Abstract Charcot–Marie–Tooth disease (CMT), is a group of clinically and genetically heterogeneous neuropathies divided into demyelinating (CMT1) and axonal forms (CMT2). Mutations in the myelin protein zero (MPZ/P0) gene are the third most frequent cause of CMT. This gene is a member of the immunoglobulin gene superfamily that encodes the most abundant protein of the peripheral myelin, necessary for myelin compaction. There are many mutations in MPZ, most of them cause the CMT1B phenotype with normal early development but disability appears during the first two decades of life; and others, are responsible for severe neuropathies of infancy designated as Dejerine–Sottas syndrome.
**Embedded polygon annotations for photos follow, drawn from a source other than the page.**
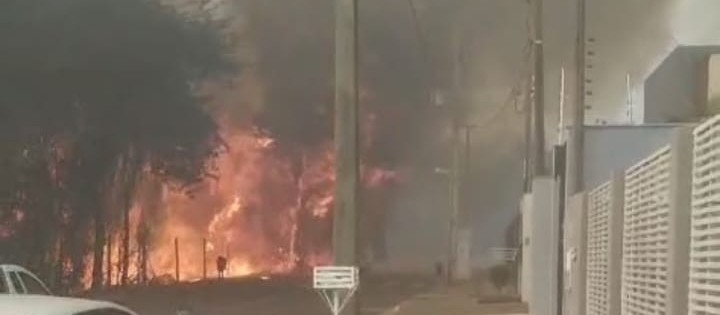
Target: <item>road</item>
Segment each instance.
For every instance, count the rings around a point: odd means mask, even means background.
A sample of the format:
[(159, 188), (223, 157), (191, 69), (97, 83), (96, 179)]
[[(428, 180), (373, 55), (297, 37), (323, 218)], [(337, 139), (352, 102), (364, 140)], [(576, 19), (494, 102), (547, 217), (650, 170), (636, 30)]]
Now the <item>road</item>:
[[(330, 314), (309, 278), (243, 278), (169, 286), (117, 289), (93, 297), (118, 302), (140, 315), (312, 315)], [(372, 276), (362, 280), (361, 314), (377, 315), (403, 300), (432, 290), (430, 278)]]

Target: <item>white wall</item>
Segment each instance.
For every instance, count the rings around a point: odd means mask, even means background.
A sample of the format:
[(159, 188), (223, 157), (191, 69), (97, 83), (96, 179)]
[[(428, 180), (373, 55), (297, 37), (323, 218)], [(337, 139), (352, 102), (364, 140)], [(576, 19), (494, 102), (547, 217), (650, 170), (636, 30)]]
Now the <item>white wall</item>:
[(530, 224), (529, 307), (533, 315), (557, 315), (559, 217), (557, 183), (533, 180)]

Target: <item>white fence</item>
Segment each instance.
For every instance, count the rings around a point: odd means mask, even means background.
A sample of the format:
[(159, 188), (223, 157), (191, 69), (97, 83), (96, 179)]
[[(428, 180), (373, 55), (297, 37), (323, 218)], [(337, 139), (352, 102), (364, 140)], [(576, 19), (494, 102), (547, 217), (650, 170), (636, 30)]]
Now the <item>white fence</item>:
[(695, 129), (689, 314), (720, 314), (720, 118)]
[(626, 171), (622, 313), (667, 314), (669, 146)]
[[(694, 140), (689, 128), (678, 128), (669, 145), (588, 193), (585, 314), (684, 315), (688, 307), (692, 315), (720, 314), (720, 118), (713, 121), (718, 131), (698, 128)], [(693, 244), (701, 243), (693, 245), (688, 302), (693, 162), (715, 171), (695, 173)], [(699, 196), (710, 199), (698, 203)]]
[(610, 256), (610, 182), (588, 194), (587, 237), (587, 315), (608, 315), (610, 288), (608, 261)]
[(587, 315), (620, 314), (623, 175), (588, 193)]

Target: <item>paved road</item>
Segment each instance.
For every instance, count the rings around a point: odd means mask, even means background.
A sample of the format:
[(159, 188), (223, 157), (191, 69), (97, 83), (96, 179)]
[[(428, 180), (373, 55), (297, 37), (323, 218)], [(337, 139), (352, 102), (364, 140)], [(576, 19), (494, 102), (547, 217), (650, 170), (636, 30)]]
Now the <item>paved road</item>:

MPZ mutations have also been shown also in axonal type of CMT2. Hereby, we report the clinical and electrophysiological features of eight patients belonging to eight families affected by CMT 1B. The mean age of the patients is 13 years (range: 4–29). In five patients, the symptoms appeared between 2 and 3 years of age, showing motor clumsiness, difficulty to rise from the floor and for climbing stairs. In two cases, debuted before age of two, with a delay to develop an autonomous gait. The other one, presented an atypical phenotype at the age of seven, with hand tremor and episodes of muscular pain after exercising, with an intermittent increase of the CPK. Most of the patients had a stable evolution; five of them developed scoliosis and had affected their upper extremities. Only one of the patients developed a proximal weakness, and required scoliosis surgery at the age of 13. The electrophysiological study, showed a demyelinating neuropathy in all of the cases. Two patients with the same mutation, C241A, had different clinical evolution. There is a wide clinical spectrum in patients with MPZ gene mutation, which makes difficult to establish a genotype-phenotype correlation. We recommend the study on MPZ gene in patients with demyelinating neuropathy (once mutations in the PMP22 gene have been ruled out).